Tips for creating killer contests
* Choose grand prizes that not only spark wish fulfilment fantasies, but which only your company is capable of conferring. Paramount Studios did both by promoting the Titanic premiere with a contest offering winners the chance to dive to the actual shipwreck site in the mini-submarine featured in the film.
* Give consumers a decent chance of winning, rather than creating ill will with one-in-a-gazillion odds.
* Build in an engaging media component to drive consumer awareness and generate publicity for your brand.
* Plop your company name into the contest moniker to ensure that whenever your contest is mentioned, so is your company.
* Put together strategic partnerships, co-brand your contest and leverage each other’s equity.
* For online contests, build in elements that require contestants to keep returning to your Web site and buying more of your products to maintain their eligibility.

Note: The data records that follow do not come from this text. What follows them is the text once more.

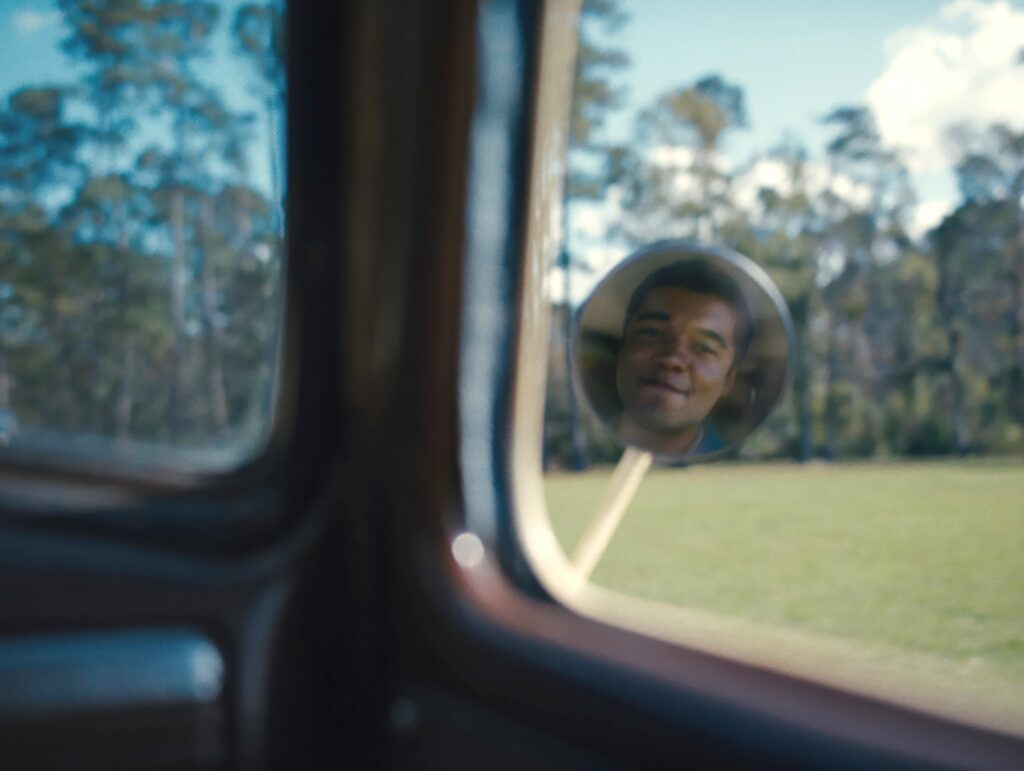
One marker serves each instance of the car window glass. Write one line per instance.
(869, 158)
(141, 177)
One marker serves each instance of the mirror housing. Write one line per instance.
(701, 359)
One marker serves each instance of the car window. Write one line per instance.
(869, 159)
(141, 176)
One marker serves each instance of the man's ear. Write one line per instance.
(730, 380)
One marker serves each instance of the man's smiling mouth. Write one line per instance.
(667, 386)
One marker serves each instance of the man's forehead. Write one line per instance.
(675, 303)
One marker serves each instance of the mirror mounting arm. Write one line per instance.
(629, 473)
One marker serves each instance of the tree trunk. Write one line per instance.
(179, 279)
(832, 394)
(802, 392)
(213, 345)
(961, 439)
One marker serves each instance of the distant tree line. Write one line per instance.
(139, 264)
(905, 346)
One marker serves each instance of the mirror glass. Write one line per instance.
(682, 350)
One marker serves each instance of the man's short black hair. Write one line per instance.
(702, 277)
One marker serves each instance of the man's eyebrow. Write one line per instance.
(712, 334)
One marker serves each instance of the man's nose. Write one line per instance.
(674, 355)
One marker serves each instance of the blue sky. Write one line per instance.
(922, 66)
(31, 32)
(794, 58)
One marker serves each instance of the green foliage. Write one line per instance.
(140, 285)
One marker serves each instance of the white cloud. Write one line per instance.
(30, 22)
(816, 179)
(927, 215)
(958, 67)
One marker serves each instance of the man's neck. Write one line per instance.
(677, 444)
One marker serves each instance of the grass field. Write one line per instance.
(916, 567)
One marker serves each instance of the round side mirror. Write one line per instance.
(682, 350)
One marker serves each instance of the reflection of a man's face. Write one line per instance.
(675, 362)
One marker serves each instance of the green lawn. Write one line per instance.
(916, 565)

* Make sure your contest rules are clear and unambiguous. Macy’s found this out the hard way a few years ago when the department store chain was sued by the winner of a contest that seemed to guarantee a young girl the chance to play the title role in Annie on Broadway, but wound up only awarding an audition for the part.
* Lock in the fulfilment of your prizes as early as possible, and have them pre-booked or waiting in a warehouse.
* If it ain’t broke, don’t fix it. In other words, stick with a successful contest as long as it keeps producing the desired results. Research contends that marketers get bored far faster than consumers do.